Wednesday, May 9, 2012

On the Trail With the NVA

As the Vietnam War intensified, a major US objective was to stop the infiltration of men and materiel by the People’s Army of Vietnam, otherwise known as the formidable North Vietnam Army (NVA) into the Republic of Vietnam or, more familiarly, South Vietnam (SVN). General Westmoreland’s strategy of attrition against the black pajama-clad guerrilla forces fighting in the jungles and mountains of SVN known to GIs as the Viet Cong, or VC, was not working. Although US forces brought immense firepower to bear causing heavy casualties, it was to no avail.  Decimated VC battalions refitted and reappeared along with increasing numbers of North Vietnamese regulars.

NVA units and supplies were continuously coming down what was dubbed the ‘Ho Chi Minh Trail’ (HCM trail), a complex, semi-concealed network of roads, trails, waterways, and mountain paths originating in North Vietnam, looping through the border areas of neutral Laos and Cambodia, and crossing into SVN at various points. These were well-trained, well-equipped, uniformed units that entered the fray alongside the VC. For the North Vietnamese troops, coming down the trail was a long, arduous journey, all the more so given steady US bombing the length of the route. Still they came, and, since the NVA and VC traveled light, only modest amounts of materiel had to make it through the gauntlet to supply them in the battle zone. 


Ho Chi Minh Trail infiltration routes

Vietnam GI (VGI), Jeff Sharlet’s underground antiwar paper for GIs, regularly ran interviews with enlisted men—combat veterans back from the Nam as they called in-country or, in military parlance, simply ‘grunts’— but occasionally a maverick officer turned up in its pages. In the September ’68 issue, an Army captain sat for an interview. He had five and a half years in and was headed for a career, but had grown disgusted with senior officers he worked with in Vietnam, had lost faith in the US mission, and resigned his commission. The captain had served at brigade headquarters of the 173rd Airborne and had stories to tell, including an account of a typical NVA unit gleaned from interrogations of prisoners captured by the 173rd.

For the next three months, the 174th underwent unit training with special emphasis on squad, platoon, and company tactics. The training was very thorough and included mock-ups of American planes and tanks. They ‘war-gamed’ with some of the regiment’s units taking the role of US troops and using the same tactics as American commanders. The 174th gradually learned how their adversaries operated and developed counter-tactics.

Finally ready for combat, the unit began infiltrating down the HCM trail in early ’67, crossing into Laos where it engaged the Royal Laotian Army in what a captured NVA lieutenant characterized as a kind of shakedown battle exercise. As the Laotians were no match, the encounter served to sharpen the 174th’s combat tactics and techniques. Enroute along the trail, the 174th came under American bombing raids.
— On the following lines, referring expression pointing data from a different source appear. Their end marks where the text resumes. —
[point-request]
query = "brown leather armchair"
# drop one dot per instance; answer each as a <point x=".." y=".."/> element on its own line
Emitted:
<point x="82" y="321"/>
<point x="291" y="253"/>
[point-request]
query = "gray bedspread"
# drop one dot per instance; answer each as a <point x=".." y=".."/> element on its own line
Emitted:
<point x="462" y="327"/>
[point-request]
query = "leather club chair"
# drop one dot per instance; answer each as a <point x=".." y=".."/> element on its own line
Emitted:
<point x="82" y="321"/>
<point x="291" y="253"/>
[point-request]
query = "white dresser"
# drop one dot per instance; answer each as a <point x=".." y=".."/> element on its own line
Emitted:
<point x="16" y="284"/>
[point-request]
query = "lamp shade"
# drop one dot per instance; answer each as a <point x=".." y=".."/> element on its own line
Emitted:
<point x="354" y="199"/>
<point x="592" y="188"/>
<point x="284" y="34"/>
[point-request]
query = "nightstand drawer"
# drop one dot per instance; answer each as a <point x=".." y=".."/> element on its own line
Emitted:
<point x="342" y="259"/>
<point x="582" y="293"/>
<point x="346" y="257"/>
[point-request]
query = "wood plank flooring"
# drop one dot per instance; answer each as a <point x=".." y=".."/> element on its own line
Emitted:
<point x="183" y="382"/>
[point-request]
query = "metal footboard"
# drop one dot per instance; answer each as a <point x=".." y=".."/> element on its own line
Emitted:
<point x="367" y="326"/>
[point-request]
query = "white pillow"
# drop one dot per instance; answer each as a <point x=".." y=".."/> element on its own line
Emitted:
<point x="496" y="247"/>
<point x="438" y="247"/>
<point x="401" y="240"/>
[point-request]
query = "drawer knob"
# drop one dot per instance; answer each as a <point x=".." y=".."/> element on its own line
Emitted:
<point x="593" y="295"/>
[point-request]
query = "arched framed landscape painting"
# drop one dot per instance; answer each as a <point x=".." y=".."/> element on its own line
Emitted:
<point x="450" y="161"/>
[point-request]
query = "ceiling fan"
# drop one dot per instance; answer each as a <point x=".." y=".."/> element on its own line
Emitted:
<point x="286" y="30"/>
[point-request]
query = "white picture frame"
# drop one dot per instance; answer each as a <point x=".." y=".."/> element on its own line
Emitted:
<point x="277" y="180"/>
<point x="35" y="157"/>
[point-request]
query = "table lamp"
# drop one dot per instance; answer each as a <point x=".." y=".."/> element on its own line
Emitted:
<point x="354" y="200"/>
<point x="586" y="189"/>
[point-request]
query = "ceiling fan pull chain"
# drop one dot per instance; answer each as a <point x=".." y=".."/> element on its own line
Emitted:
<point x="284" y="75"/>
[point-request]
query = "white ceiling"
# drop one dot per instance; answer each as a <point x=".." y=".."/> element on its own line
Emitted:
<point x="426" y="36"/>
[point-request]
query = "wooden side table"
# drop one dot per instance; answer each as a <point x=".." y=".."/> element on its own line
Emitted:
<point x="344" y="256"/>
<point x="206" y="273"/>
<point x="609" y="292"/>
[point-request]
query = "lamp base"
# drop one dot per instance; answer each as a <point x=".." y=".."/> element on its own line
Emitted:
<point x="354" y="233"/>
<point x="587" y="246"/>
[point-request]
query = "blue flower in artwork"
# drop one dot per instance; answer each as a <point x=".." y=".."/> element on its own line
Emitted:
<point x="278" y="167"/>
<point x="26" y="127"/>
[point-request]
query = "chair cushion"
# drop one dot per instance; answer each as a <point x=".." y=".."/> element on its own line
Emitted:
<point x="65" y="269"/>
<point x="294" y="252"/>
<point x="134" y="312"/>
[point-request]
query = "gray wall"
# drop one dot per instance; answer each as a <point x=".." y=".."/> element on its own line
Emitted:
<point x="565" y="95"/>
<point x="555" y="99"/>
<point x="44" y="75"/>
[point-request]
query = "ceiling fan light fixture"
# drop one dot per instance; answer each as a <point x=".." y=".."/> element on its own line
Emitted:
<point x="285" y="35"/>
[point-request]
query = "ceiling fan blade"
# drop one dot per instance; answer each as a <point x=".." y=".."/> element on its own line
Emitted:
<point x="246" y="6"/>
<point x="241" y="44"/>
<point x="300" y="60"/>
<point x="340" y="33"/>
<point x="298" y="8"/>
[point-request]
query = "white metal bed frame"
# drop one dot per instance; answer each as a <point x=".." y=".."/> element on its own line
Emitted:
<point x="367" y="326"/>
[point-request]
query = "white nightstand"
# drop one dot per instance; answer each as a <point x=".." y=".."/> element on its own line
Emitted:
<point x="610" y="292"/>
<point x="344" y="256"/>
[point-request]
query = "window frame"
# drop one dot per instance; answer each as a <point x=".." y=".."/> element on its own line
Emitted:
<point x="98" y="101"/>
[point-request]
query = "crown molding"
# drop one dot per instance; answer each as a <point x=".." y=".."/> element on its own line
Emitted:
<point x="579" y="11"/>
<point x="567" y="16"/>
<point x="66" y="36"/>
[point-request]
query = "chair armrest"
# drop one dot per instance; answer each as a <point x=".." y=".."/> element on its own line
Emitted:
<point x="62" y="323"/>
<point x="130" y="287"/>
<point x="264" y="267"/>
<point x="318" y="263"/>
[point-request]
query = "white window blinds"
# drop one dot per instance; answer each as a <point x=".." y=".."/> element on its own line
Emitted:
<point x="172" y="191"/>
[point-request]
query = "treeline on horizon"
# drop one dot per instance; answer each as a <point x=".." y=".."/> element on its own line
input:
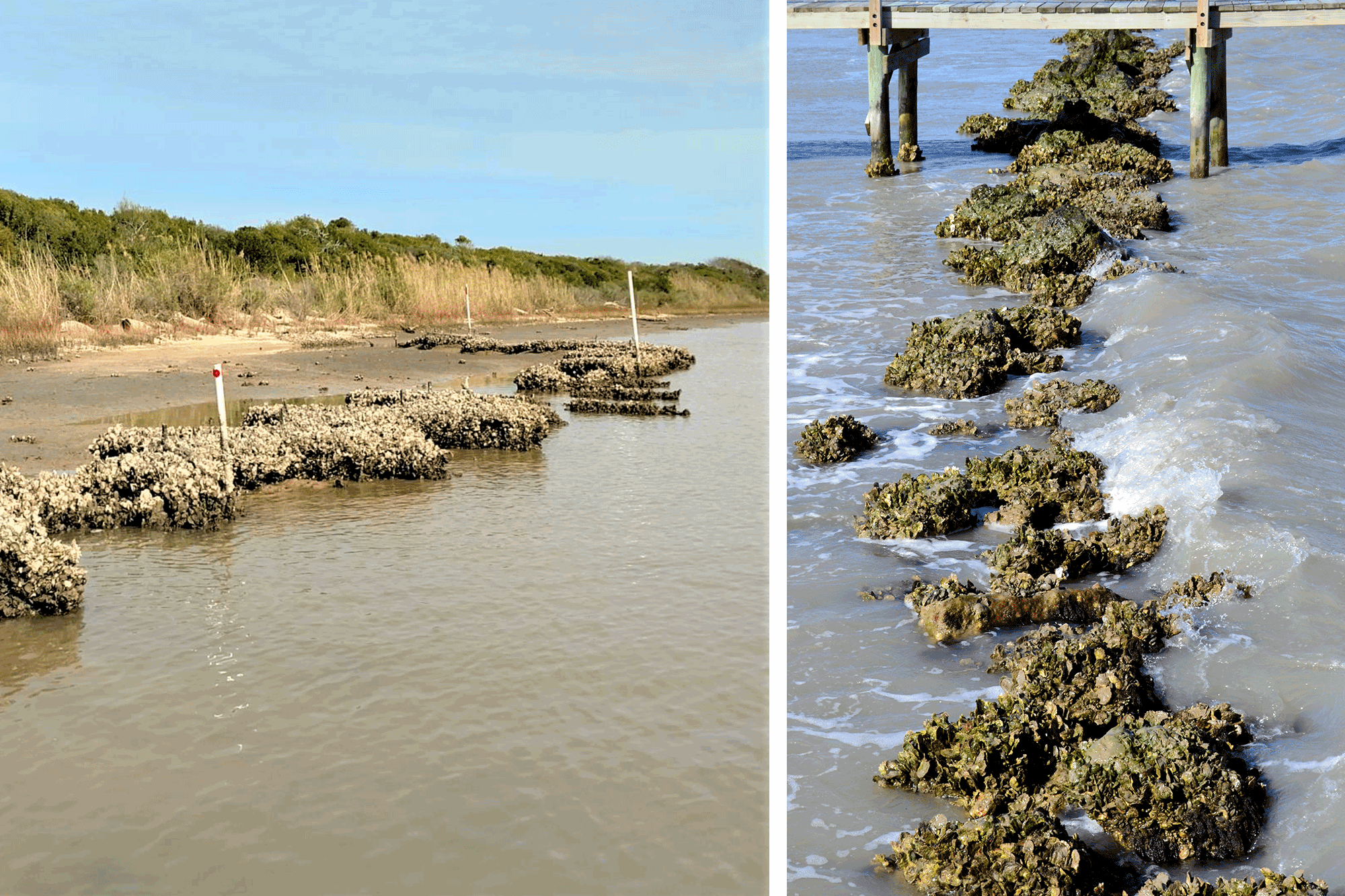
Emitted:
<point x="63" y="261"/>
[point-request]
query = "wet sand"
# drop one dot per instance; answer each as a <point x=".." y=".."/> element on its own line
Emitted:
<point x="64" y="405"/>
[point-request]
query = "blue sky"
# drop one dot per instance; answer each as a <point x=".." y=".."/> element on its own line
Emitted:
<point x="595" y="128"/>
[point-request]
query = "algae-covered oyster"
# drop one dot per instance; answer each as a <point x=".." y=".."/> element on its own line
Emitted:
<point x="1042" y="486"/>
<point x="1116" y="72"/>
<point x="1125" y="542"/>
<point x="836" y="439"/>
<point x="1090" y="677"/>
<point x="1199" y="591"/>
<point x="953" y="611"/>
<point x="1066" y="241"/>
<point x="1073" y="150"/>
<point x="960" y="427"/>
<point x="1167" y="790"/>
<point x="999" y="213"/>
<point x="919" y="506"/>
<point x="1270" y="884"/>
<point x="974" y="354"/>
<point x="1042" y="403"/>
<point x="1020" y="852"/>
<point x="1001" y="751"/>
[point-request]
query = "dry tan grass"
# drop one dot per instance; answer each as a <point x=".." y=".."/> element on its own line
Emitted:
<point x="30" y="306"/>
<point x="185" y="290"/>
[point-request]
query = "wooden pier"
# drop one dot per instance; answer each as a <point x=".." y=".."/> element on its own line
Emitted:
<point x="896" y="34"/>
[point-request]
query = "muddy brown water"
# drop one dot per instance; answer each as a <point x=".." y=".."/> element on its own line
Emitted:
<point x="547" y="676"/>
<point x="1230" y="417"/>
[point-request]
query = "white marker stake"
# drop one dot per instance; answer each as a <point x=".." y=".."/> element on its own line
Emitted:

However, they had been trained to expect such attacks, minimum damage was sustained, and they continued their trek south.

By May of ’67, the 174th had made it into SVN, arriving at the Central Highlands in the area of Dak To. They were soon in heavy combat with South Vietnamese forces formally referred to as the ARVN, as well as elements of the US 173rd Airborne. The NVA decimated an elite ARVN unit, inflicting heavy casualties and overrunning their position. Not long after they made contact with two companies of the 173rd and chewed up Alpha Company thanks to their earlier training in US combat tactics.

The NVA commander knew that upon first contact with the enemy, American infantry units pulled back about 200 yards, formed a temporary defensive line, and called in superior firepower on their adversary’s presumed position.  After heavy shelling and air strikes, the US unit would then attack. Predictably, the US commander was about to fall back, at which point the 174th deployed the new counter-tactic it had practiced. As the maverick captain told VGI, Instead of holding their position and withstanding the inevitable shells and bombs, the NVA
began assaulting as soon as contact was made....They immediately made physical contact with us and stay[ed] as close as possible, even between our ranks....so that we couldn't use [our] artillery or air strikes.

NVA Assault Troops
The counter-tactic worked so well for the 174th Regiment that word went out to all NVA commands in SVN to use it. As the war ground on, US commanders changed and adapted their tactics accordingly, but of course it was too late for the men of Company A of the 173rd Airborne.